Folded by Steve De Clercq – Antwerp, Belgium
Designed by Mălina Răzvan
“Folding abstract shapes into something representative feels like magic. Paper is a wonderful medium with such a variety of textures – which can really express different states and emotions.
“I’ve been folding seriously for about five years now, and got into designing origami two years ago. I’m constantly inspired by nature: it’s full of hidden geometries that form completely organically, just like the hidden shapes on the creases of the paper. When you unfold a piece, it can turn into an abstract artwork all of its own.”
Angel Holding A Cross
Folded by Rafael Semaan Elias – São Paulo, Brazil
Designed by Hans Romano
“This is the hardest piece I’ve ever folded: it took me 30 hours to make. It is the most technical project I’ve ever completed, as well as my favourite one. The trickiest thing about it was achieving the chest scales.
“I was inspired to try it because I love Angel figures: wings are something that I have loved to draw since I was a kid, and when I saw this one I knew I had to give it a try. I’ve been folding origami for almost 13 years now. This piece was so satisfying to finish, like completing something on a whole new level.”

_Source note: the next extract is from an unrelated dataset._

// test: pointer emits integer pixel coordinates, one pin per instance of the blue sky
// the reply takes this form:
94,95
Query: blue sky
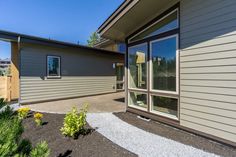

Folded by Riccardo Foschi – Bologna, Italy
Designed by Riccardo Foschi
“Origami looks like a child’s game, but after a few folds you realise it’s much more than that. In fact, it’s also a science that not only involves creativity, but also intellect, geometry and maths.
“It is also a very democratic art, which can be done by anyone, anywhere, and with a very cheap material. You don’t need any tools except your hands, and you can do it alone or with other people – even if you don’t share a language, because origami is a language of its own.
“I know no other art where you can reproduce with perfect accuracy a masterpiece created by someone on the other side of the world, with only a piece of paper and a set of moves.”